Since this Burp extension uses a Python snippet that you can edit, I recommend you get familiar with the basics of the Python programming language. That way, you can customize Turbo Intruder to bring more flexibility when you brute force.
Upload Scanner
Whenever you encounter a file upload feature that uses the multipart mime type, I encourage you to give this Burp extension a try. In fact, you can use it to probe the upload features for many security issues.
It fuzzes all the parameters using a set of organized categories that you can choose from. If the application retrieves the uploads, you can configure Upload Scanner to fetch the files to verify cases like XSS.

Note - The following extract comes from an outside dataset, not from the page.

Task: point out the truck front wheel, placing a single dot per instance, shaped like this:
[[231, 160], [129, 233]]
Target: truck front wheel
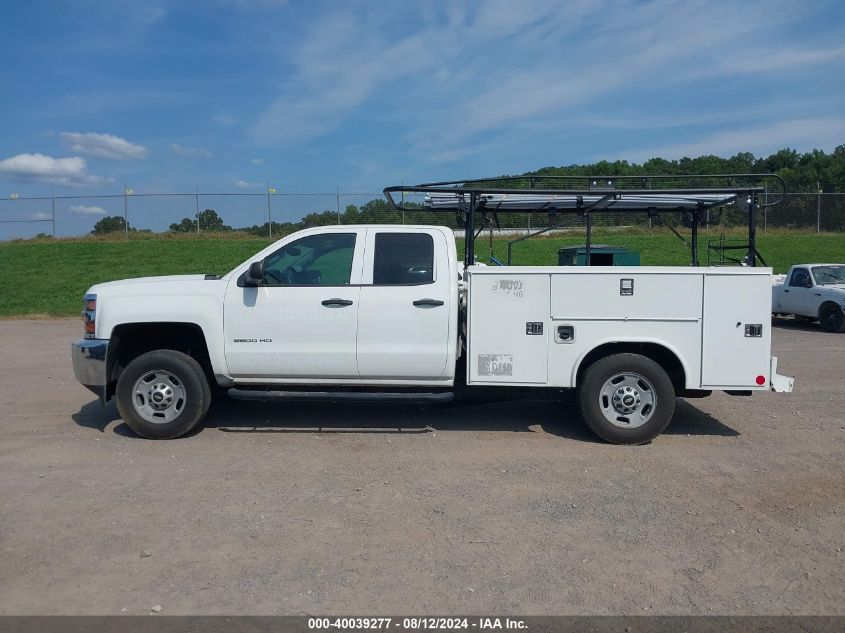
[[831, 318], [162, 394], [626, 398]]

There are plenty of other features in this awesome Burp extension. I encourage you to learn more about it. Additionally, I prepared this Youtube video to show you how it works.
Java Deserialization Scanner
This Burp extension checks for insecure deserialization issues in Java applications. It uses pre-built serialized java objects to probe the application for a callback. You can configure this feedback to be either a time delay or a callback. If the application sleeps for some time before responding, or if you receive a hit as a callback, the extension highlights exactly what payload has triggered it. Therefore, you can prepare your own payload using tools such as ysoserial.
If you want to learn how insecure deserialization works and how to exploit it with real examples, I invite you to read this article.
Conclusion
There are so many tools, extensions and methodologies available a few clicks away. However, I should mention that you don't have to use them all. Take some time to discover how they work, then pick the ones that suit your taste and your needs.
Hopefully, this episode has shown you some new Burp extensions that might help you in your next assignment.
Until the next episode, stay curious, keep learning and go find some bugs!